Minnesota consistently ranks at the top in terms of voter turnout. It earns accolades for the quality and competence of its election administration. Recently Secretary of State Steve Simon challenged Minnesotans to register and vote so that the state can continue to be the leader when it comes to election turnout. Yet that high turnout comes with a racial gap that is among the worst in the country.
Minnesota is a land of racial disparities, such as in education. Minnesota Department of Education data point to blacks and other students of color scoring 30 points or more lower on achievement tests compared to whites. U.S. Department of Education data show Minnesota near the bottom of the list in on-time high school graduation rates for blacks, with an overall 67 percent graduation for black males (compared to 90 percent for white males), according to the 2015 Schott Foundation for Public Education report. The black/white male graduation gap is one of the highest in the country. A 2014 study found black students 10 times more likely to be suspended or expelled from Minneapolis schools than white students.
Income and employment
Second, look at income and unemployment. A 2013 Minnesota Advisory Committee to the U.S. Commission on Civil Rights report found the unemployment gap for blacks to be three times that of whites. A 2015 report by the Center for Popular Democracy found the gap to be second worst among states in the nation, only behind Wisconsin. And 2015 U.S. Census data point to Minnesota as having one of the highest black/white gaps in medium family income in the nation. WalletHub, a personal finance site, documented the financial gap between whites and minorities in Minnesota as the biggest in the nation, with median income (4th highest), home ownership (3rd), poverty rate (3rd) and education level (14th).
In criminal justice, groups such as the Sentencing Project note Minnesota among the worst when it comes to racial disparities in terms of incarceration. And the Institute for Metropolitan Opportunity 2015 report “Why Are the Twin Cities So Segregated?” confirmed what john powell and I had documented a generation ago at the Institute on Race and Poverty: that the seven-county metro region has one of the worst residential and educational segregation patterns in the country.
Now consider the racial disparities in voting. WalletHub earlier this year released a study examining political engagement among blacks, using six criteria. It found Minnesota ranked 16th. Among notable failures, Minnesota was 45th in the nation for black voter turnout in the 2014 elections. According to the U.S. Census Bureau in the 2012 elections, 80.2 percent of white non-Hispanic citizens registered to vote, compared to 66.9 percent and 56.1 prcent for blacks and Hispanics. In terms of actually voting, white non-Hispanic turnout was 74 percent, compared to 49.2 percent and 32.5 percent for blacks and Hispanics. For Asian-Americans, their registration was greater overall than for white non-Hispanics at 87.6 percent, but actual turnout was only 56.2 percent.
Why the disparity in registration and voting? It is no coincidence that the poverty, education and incarceration disparities along with the residential segregation are related to the lower voter turnout.
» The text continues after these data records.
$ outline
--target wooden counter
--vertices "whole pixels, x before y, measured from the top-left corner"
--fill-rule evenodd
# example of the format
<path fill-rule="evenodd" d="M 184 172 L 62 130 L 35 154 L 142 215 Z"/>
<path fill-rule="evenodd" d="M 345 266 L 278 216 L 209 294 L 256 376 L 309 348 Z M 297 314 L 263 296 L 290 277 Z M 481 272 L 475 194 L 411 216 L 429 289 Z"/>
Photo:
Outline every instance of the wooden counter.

Political scientists have long documented the correlations between income, education, and geography. High incarceration rates bring felon disenfranchisement, contributing to decreased eligibility to register and vote.
Low voter turnout compounds other disparities
Low voter turnout among people of color feeds upon itself, compounding other racial disparities and problems. People of color are unable to electorally challenge employment or housing policies. They are unable to challenge policing policies, and they are unable to challenge the voting laws and procedures that may hinder their political engagement.
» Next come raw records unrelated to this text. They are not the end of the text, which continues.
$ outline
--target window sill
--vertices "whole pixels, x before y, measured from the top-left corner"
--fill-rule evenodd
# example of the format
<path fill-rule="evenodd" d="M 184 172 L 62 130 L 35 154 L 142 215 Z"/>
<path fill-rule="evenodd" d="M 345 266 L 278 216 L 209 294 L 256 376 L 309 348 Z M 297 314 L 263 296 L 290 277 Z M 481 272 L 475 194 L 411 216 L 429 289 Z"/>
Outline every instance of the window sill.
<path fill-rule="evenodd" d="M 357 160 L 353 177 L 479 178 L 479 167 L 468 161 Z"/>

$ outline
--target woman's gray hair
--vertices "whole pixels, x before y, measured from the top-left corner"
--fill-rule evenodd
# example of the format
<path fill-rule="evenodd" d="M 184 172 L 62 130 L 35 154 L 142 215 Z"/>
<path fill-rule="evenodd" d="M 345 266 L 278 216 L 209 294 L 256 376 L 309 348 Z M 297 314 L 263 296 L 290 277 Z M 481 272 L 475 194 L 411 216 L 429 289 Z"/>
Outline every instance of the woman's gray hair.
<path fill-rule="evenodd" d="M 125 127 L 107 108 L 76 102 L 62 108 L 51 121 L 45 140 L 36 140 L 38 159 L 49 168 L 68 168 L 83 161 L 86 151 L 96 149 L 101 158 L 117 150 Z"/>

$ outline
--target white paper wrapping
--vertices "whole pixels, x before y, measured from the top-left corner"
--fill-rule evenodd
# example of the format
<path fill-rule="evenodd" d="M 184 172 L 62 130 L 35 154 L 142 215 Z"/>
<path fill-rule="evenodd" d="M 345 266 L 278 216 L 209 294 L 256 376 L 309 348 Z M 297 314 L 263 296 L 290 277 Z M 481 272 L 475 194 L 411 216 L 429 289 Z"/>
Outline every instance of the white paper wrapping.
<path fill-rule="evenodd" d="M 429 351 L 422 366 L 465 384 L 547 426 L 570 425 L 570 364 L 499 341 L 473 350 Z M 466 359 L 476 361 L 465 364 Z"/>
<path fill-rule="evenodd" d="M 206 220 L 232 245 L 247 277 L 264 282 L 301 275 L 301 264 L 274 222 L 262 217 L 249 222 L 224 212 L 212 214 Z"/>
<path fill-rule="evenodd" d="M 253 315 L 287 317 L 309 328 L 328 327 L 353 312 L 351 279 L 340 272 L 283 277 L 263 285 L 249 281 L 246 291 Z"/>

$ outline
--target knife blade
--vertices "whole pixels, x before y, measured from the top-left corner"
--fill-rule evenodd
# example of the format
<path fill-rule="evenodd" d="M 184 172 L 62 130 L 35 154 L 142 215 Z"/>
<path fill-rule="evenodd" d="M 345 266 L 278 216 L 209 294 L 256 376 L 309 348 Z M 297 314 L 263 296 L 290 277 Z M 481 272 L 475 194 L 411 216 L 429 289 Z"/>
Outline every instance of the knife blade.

Minnesota must address the racial voting disparity, especially in light of the growing diversity of the state population. It will require not just addressing problems in the voting laws including felon disenfranchisement, but also tackling the other racial disparities that contribute to the voting problems. If it does not, Minnesota risks perpetuation of a second-class citizenship for many of its people.
David Schultz is a Hamline University professor of political science and the author of “Election Law and Democratic Theory” (Ashgate, 2014) and “American Politics in the Age of Ignorance” (Macmillan, 2013). He blogs at Schultz’s Take, where a version of this piece first appeared.